L’expression « Demain nous mangeons le coq » ne désigne pas toujours un simple repas. Elle incarne bien plus : une manière d’espérer malgré les vents contraires, une stratégie de survie dans un quotidien fait d’incertitudes, et parfois, un symbole d’ironie face aux promesses non tenues.
Souvent, les vendeuses de légumes l’emploient pour rassurer leurs enfants : « aujourd’hui on gère, demain on mange le coq. » Une manière poétique de dire que, malgré la pénurie, le meilleur est à venir. Pour les fonctionnaires impayés depuis plusieurs mois, c’est une manière d’entretenir l'espoir d’une régularisation de salaire. Pour d'autres, c'est une forme douce d'excuse face à des promesses impossibles à honorer.
Dans les différents quartiers en RDC, le coq est devenu synonyme de luxe différé, de rêve suspendu. À Kananga, dans une famille de six personnes vivant à Katoka, Madame Mbuyi, mère célibataire, confie : « Manger le coq ? C’est pour les grandes occasions. Mais quand on dit 'demain on mange le coq', c’est souvent pour calmer les enfants et garder le moral. »
Entre humour et ironie face aux promesses politiques
Cette expression a aussi trouvé un écho particulier dans le domaine politique.

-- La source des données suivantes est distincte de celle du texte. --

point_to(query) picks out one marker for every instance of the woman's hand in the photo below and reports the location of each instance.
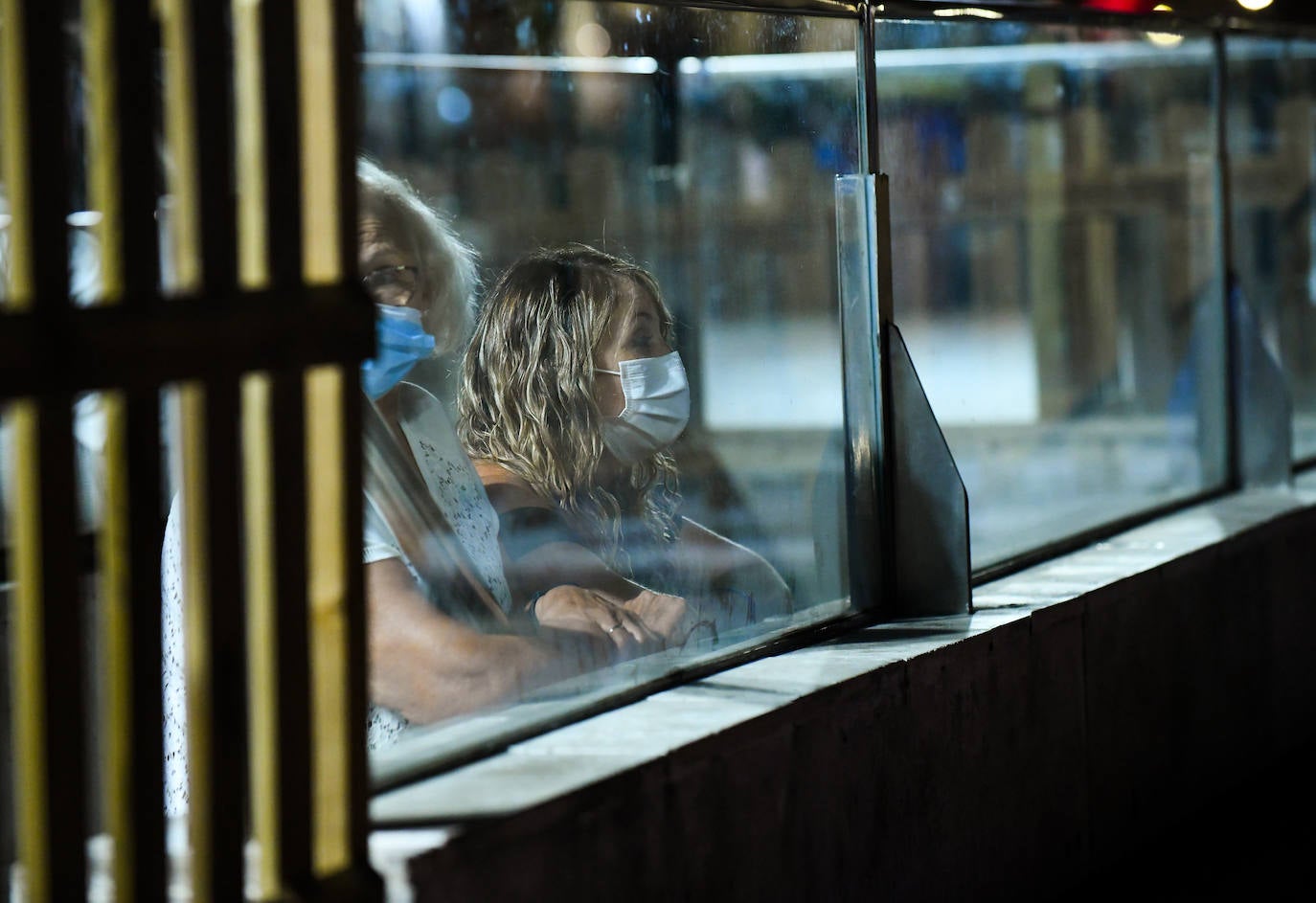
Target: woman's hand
(592, 612)
(669, 617)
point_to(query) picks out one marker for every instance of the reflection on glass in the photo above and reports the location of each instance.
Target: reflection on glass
(1273, 161)
(1055, 267)
(630, 454)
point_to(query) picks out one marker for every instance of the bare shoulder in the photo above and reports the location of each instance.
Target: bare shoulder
(507, 490)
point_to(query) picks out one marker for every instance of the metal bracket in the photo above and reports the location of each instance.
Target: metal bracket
(931, 506)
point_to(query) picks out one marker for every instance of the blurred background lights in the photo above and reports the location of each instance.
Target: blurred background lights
(454, 105)
(1162, 38)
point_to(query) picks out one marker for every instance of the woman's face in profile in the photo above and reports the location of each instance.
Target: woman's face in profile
(387, 269)
(633, 332)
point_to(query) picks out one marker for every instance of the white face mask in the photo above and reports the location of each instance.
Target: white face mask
(657, 407)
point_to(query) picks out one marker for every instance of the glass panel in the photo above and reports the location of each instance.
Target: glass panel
(1055, 269)
(693, 153)
(1273, 160)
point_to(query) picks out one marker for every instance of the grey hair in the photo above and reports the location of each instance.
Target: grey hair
(447, 277)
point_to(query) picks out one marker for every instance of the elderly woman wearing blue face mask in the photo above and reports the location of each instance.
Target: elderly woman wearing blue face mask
(572, 395)
(424, 664)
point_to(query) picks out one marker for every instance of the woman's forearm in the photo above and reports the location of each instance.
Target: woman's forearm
(429, 666)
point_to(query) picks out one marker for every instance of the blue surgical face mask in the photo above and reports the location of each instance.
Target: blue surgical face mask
(401, 341)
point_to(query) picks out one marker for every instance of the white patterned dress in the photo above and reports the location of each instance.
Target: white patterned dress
(460, 496)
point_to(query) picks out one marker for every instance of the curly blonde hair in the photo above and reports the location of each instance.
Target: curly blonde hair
(527, 399)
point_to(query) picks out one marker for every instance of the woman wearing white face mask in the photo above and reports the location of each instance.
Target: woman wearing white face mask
(572, 395)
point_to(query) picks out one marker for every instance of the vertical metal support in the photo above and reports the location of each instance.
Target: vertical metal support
(327, 38)
(199, 80)
(48, 643)
(924, 505)
(119, 59)
(861, 502)
(1259, 420)
(270, 250)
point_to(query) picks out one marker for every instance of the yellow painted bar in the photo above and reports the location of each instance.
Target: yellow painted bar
(331, 734)
(262, 629)
(27, 681)
(117, 713)
(257, 457)
(185, 252)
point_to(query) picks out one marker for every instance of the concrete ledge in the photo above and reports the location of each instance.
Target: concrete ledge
(1078, 711)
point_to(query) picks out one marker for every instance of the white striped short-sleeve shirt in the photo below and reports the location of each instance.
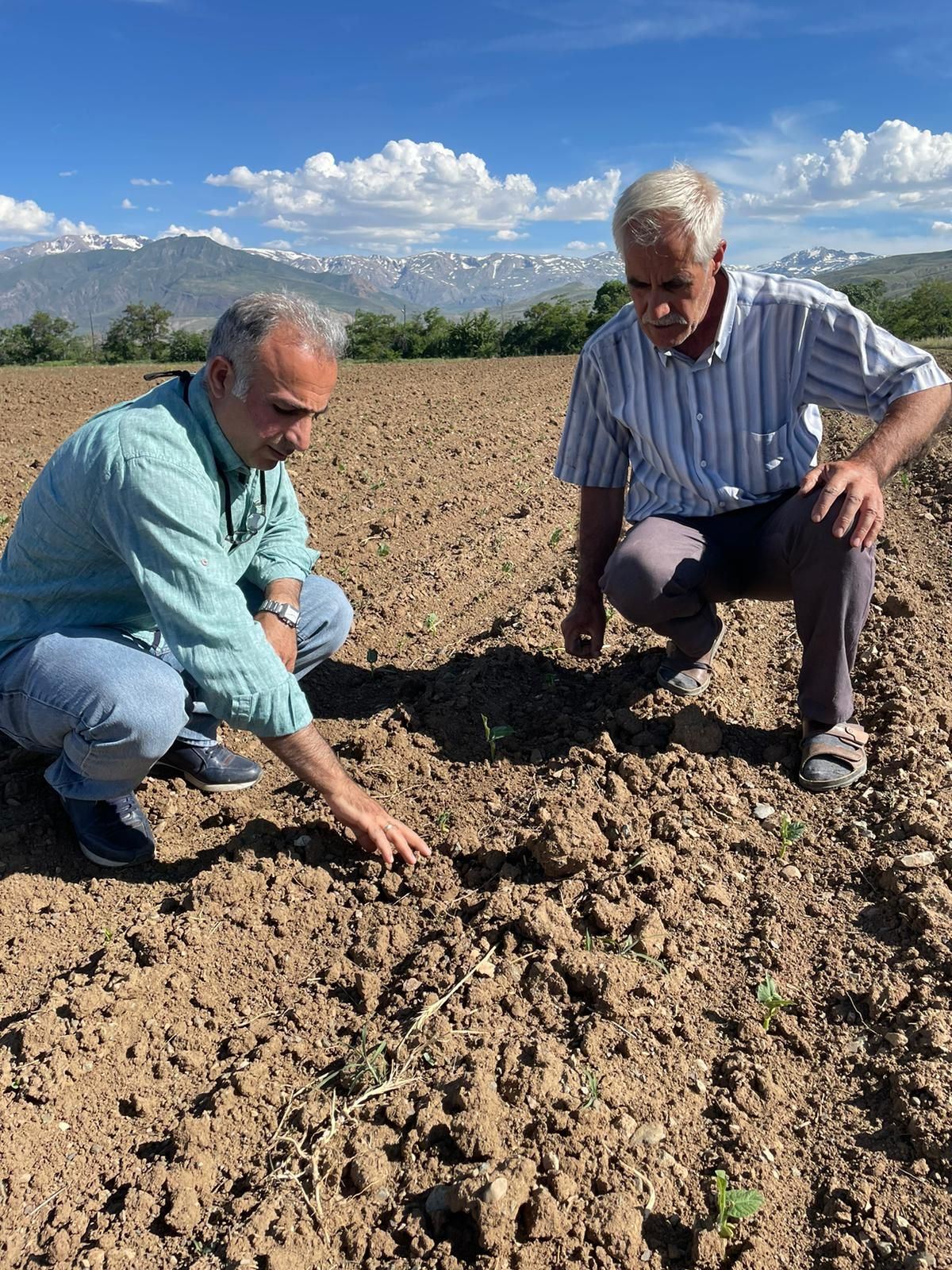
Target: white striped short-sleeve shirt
(742, 423)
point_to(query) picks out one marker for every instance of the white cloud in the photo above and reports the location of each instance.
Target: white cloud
(23, 216)
(409, 194)
(67, 226)
(215, 234)
(896, 165)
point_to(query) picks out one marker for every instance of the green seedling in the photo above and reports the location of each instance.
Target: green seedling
(621, 948)
(790, 832)
(590, 1086)
(733, 1206)
(771, 1000)
(494, 734)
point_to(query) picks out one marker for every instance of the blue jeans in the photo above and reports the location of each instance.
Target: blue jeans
(109, 708)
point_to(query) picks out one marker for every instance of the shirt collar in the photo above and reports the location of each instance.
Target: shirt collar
(201, 406)
(721, 341)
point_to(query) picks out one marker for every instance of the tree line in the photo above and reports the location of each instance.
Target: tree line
(143, 332)
(140, 334)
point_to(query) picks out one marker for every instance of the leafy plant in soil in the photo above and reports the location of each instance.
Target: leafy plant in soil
(790, 832)
(494, 734)
(771, 1000)
(733, 1206)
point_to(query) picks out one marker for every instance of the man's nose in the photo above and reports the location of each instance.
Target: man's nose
(300, 435)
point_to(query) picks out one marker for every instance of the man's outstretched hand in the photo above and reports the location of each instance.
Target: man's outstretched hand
(374, 829)
(858, 484)
(584, 628)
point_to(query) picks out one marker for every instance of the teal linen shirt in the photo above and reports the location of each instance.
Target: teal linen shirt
(125, 527)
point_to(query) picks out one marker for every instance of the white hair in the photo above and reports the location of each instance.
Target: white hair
(245, 324)
(673, 200)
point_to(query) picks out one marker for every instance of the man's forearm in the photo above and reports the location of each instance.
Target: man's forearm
(600, 525)
(907, 431)
(310, 757)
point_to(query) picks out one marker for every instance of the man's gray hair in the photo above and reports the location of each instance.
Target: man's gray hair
(676, 198)
(244, 325)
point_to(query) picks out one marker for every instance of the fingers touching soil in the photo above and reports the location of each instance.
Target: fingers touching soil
(535, 1049)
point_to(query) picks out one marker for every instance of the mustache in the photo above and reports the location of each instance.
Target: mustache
(670, 321)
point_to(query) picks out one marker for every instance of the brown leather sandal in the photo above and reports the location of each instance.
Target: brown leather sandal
(682, 676)
(841, 749)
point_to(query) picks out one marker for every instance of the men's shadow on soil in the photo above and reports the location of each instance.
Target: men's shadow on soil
(549, 706)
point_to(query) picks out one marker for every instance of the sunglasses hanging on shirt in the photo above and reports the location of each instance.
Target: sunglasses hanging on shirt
(255, 520)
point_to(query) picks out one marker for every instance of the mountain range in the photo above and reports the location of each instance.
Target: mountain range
(90, 277)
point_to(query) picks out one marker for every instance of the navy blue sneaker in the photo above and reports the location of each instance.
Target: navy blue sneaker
(209, 768)
(112, 832)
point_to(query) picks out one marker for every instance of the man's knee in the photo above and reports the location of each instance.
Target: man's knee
(327, 614)
(636, 581)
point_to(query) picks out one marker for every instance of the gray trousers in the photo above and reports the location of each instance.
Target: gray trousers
(670, 573)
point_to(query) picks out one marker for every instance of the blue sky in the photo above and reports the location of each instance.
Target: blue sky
(482, 127)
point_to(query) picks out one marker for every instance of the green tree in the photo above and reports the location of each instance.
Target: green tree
(560, 327)
(187, 346)
(926, 314)
(609, 298)
(374, 337)
(869, 296)
(474, 336)
(141, 333)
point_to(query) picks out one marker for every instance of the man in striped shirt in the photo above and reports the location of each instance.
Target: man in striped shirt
(702, 398)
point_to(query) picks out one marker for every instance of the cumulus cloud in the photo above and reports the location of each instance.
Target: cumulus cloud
(215, 234)
(23, 216)
(896, 165)
(409, 192)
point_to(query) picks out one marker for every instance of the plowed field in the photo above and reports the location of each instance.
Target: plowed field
(264, 1052)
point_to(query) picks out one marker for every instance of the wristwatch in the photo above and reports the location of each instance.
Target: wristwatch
(286, 614)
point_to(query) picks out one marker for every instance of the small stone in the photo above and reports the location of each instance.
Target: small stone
(497, 1191)
(918, 860)
(716, 895)
(649, 1134)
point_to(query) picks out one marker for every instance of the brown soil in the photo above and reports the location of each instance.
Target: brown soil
(248, 1056)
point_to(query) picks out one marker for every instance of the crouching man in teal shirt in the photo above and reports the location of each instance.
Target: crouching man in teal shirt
(159, 581)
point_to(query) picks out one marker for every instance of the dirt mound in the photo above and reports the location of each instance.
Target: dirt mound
(266, 1052)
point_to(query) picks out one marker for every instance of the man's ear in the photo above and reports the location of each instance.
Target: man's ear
(219, 378)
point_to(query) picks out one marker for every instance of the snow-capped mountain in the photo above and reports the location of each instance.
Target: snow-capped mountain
(816, 260)
(70, 244)
(448, 279)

Les citoyens ne manquent pas d’ironie en l’employant pour commenter les nombreuses promesses électorales non concrétisées : routes toujours impraticables, écoles non construites, infrastructures annoncées mais jamais sorties de terre.
« Quand un ministre promet l’électricité dans trois mois, ici on dit ‘Demain, on mange le coq’… On sait que rien ne viendra », lâche un jeune conducteur de taxi-moto du centre-ville.
La sagesse populaire kanangaise en a fait un marqueur d’attente perpétuelle. Ce « demain » devient flou, parfois infini. Pourtant, derrière cette ironie douce-amère se cache une grande capacité de résilience, voire de résistance à la précarité.
Dans la sphère culturelle, la formule inspire chansons, slogans et pièces de théâtre. Certains groupes artistiques de la ville utilisent l’expression pour dénoncer les inégalités sociales et éveiller les consciences, faisant de « demain nous mangeons le coq » un cri de ralliement ou une satire sociale.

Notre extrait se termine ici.